Do you know the feeling when you just want to be alone and not disturbed by anything or anyone? There are plenty of nice and fun things out there but yet hiding in one's nest feels the best option. For some people, avoiding others implies that you are offended, so you don't want to speak to them. It's hard to explain unless you have experienced it yourself.
I am having one of those moments when I just need to take a break. It's been great to write articles and nice communicating with members but somehow in the last days I have been feeling overwhelmed. But since this is not a personal blog to tell about my own life, I decided to google this kind of experience. What I came across includes
having "me time"
social anxiety
depression
Important "me time"
Having time for oneself is very important for one's well-being. This is particularly true if you're an introvert. I belong to that group, so I find it hard to relate to what extroverts experience when they are all on their own. But then again, I would imagine that nobody is a true introvert or a true extrovert. This is a scale and each one of us lies somewhere along it.
Many people in a relationship and especially parents believe that they have to give them all out for the family and ignore their personal needs. Deciding to go and do something alone without their spouse and/or children is equivalent to abandoning them and carries the stigma of selfishness... But is it really? Or, should I say, is that always the case?

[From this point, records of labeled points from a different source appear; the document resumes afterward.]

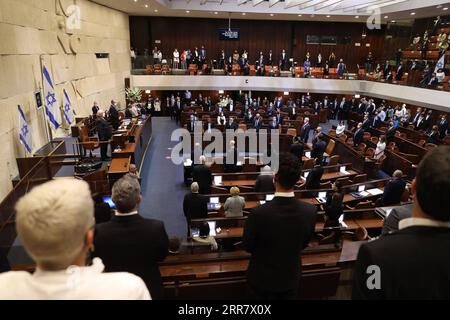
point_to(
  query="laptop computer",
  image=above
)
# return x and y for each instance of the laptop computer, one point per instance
(214, 203)
(322, 197)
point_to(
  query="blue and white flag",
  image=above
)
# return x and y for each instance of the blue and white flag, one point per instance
(51, 103)
(24, 131)
(440, 64)
(67, 108)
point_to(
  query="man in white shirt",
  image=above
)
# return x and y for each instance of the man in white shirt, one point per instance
(55, 222)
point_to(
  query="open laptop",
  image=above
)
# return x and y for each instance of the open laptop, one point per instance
(214, 203)
(322, 197)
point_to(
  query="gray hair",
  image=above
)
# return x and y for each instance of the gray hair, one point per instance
(194, 187)
(52, 221)
(126, 193)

When being alone is the wrong strategy
On other occasions, the desire to isolate from the world is actually a worrying signal. People with psychological issues, going through trauma or stress, for example, lose track and prefer to avoid situations that cause further pain. However, in those cases this just exacerbates the problem. Loneliness increases and the problem starts weighing ever harder on the shoulders. If the issue is not addressed, it may even be lethal. Many call people committing suicide selfish, when indeed, one reaching such a decision would be so miserable, sad and lonely that nothing makes sense anymore.
Maybe it's just the winter
Well, yes, short winter days indeed limit the amount of outdoor activities one can do but there are alternative options. Feeling under the weather can be a real issue for some, and they experience actual depression episode. No feeling of hopelessness should be ignored. It's a trigger, a warning sign that the mind is struggling.
I like to be alone sometimes, to think about some things that happened to me, to make some plans, to do something creative. But if we want often to be isolated from the people, it will not be good for us. It would have more bad effects than benefits.